Waste management will be one of the Plan’s key points, which Italy will have to grasp, not only to boost lasting and resilient economic recovery, but above all to take a step toward the future.

The Recovery Plan provides a chance to focus the Circular Economic and Sustainability – a chance the country can’t afford to miss.

The circular economy will be key to the recovery of Europe’s economy – not just Italy’s – and can only be achieved through more efficient waste management, to reduce waste and substantially increase recycling.

According to the PNNR, “the transition is occurring too slowly, mainly due to enormous difficulties in bureaucracy and authorization. These difficulties affect infrastructure in Italy in general, but in this context, they have slowed the full development of renewable energy and waste treatment plants.” The Recovery Plan will be “a unique opportunity to accelerate the transition outlined, overcoming barriers that have proven critical in the past.

The government’s plan aims to “improve waste management and the circular economy, strengthening infrastructure for separate waste collection, modernizing existing and developing new waste treatment plants, reducing the gap between northern and central-southern regions (…) and creating highly innovative flagship projects for strategic supply chains, such as waste from electrical and electronic equipment (WEEE), the paper and cardboard industry, textiles, and the mechanical and chemical recycling of plastic.

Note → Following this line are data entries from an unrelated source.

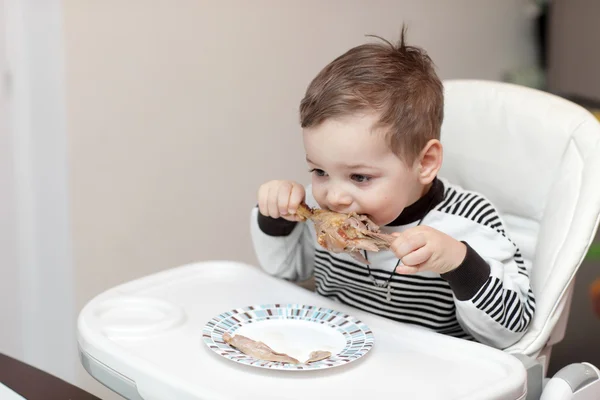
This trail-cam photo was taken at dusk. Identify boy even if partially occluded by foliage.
[252,31,535,349]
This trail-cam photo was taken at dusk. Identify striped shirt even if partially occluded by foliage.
[251,179,535,348]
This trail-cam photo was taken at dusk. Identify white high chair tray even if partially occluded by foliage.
[78,262,526,400]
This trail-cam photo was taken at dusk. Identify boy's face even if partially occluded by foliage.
[303,114,425,226]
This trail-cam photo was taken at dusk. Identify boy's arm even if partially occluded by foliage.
[250,207,315,281]
[442,220,535,349]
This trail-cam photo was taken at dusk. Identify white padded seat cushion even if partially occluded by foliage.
[440,80,600,354]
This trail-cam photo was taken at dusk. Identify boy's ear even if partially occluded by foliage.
[416,139,444,185]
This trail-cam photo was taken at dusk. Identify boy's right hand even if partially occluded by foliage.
[258,180,306,221]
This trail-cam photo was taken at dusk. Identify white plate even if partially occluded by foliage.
[202,304,374,371]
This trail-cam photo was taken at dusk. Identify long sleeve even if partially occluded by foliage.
[250,207,315,281]
[428,211,535,349]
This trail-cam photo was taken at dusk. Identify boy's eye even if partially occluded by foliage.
[309,168,327,176]
[350,174,371,183]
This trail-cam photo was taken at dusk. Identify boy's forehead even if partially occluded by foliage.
[303,116,391,166]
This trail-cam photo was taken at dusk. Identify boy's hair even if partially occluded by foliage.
[300,27,444,165]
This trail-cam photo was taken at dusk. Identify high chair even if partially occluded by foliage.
[78,81,600,400]
[440,80,600,400]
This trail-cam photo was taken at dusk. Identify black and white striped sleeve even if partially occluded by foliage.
[438,192,535,348]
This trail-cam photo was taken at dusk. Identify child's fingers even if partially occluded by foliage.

An ambitious and challenging program, which will make it possible not only to fill gaps in plant and management, but also to significantly improve average data nation-wide and achieve the goals set by new European and Italian regulations (percentage of waste from separate collection and percentage of waste in landfills, being reused or recovered, etc.).

This is why we cannot miss a valuable opportunity like the Recovery Plan to make waste management capabilities more efficient and sustainable, and above all to advance the paradigm of the Circular Economy more and more.